Water-borne diseases in Iraq today are both
endemic and epidemic. They include typhoid,
dysentery, hepatitis, cholera and polio (which had
previously been eradicated), along with a litany of
others.

A child with dysentery in 1990 had a one in 600
chance of dying - in 1999 it was one in 50.

The then US Navy Secretary John Lehman
estimated that 200,000 Iraqis died in the Gulf War.
Dr Levenson estimates many thousands died from
polluted water. 

Chlorine and essential equipment parts needed to
repair and clear the water system have been
banned from entering the country under the UN
"hold"system.

Ohio Democrat Representative Tony Hall has
written to American Secretary of State Madeleine
Albright, saying he shares concerns expressed by
Unicef about the "profound effects the deterioration
of Iraq's water supply and sanitation systems on
children's health". Diarrhoeal diseases he says are
of "epidemic proportions" and are "the prime killer of
children under five".

"Holds on contracts for water and sanitation are a
prime reason for the increase in sickness and
death." Of 18 contracts, wrote Hall, all but one on
hold were placed by the government in the US.

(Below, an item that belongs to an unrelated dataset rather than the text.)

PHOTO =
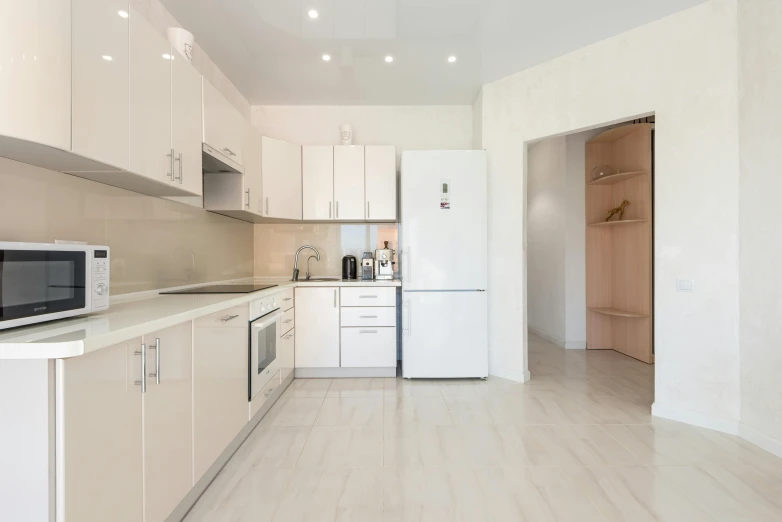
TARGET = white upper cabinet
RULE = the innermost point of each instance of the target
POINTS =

Contracts were for purification chemicals,
chlorinators, chemical dosing pumps, water tankers
and other water industry related items.

"If water remains undrinkable, diseases will continue
and mortality rates will rise," said the Iraqi trade
minister Muhammed Mahdi Salah. The country's
health ministry said that more than 10,000 people
died in July of embargo-related causes - 7457 were
children, with diarrhoeal diseases one of the prime
conditions.

In July 1989, the figure was 378. Unicef does not
dispute the figures.

The problem will not be helped by plans for the giant
Ilisu Dam project (to which the British government is
to give £200 million in export credit guarantees),
which will give Turkey entire control of the water
flow to Iraq and Syria.

Constructors Balfour Beatty write in their
environmental impact report, that for the three years
of construction, water flow to Iraq will be reduced by
40%. Iraq has also suffered a three year drought,
with the Tigris the lowest in living memory.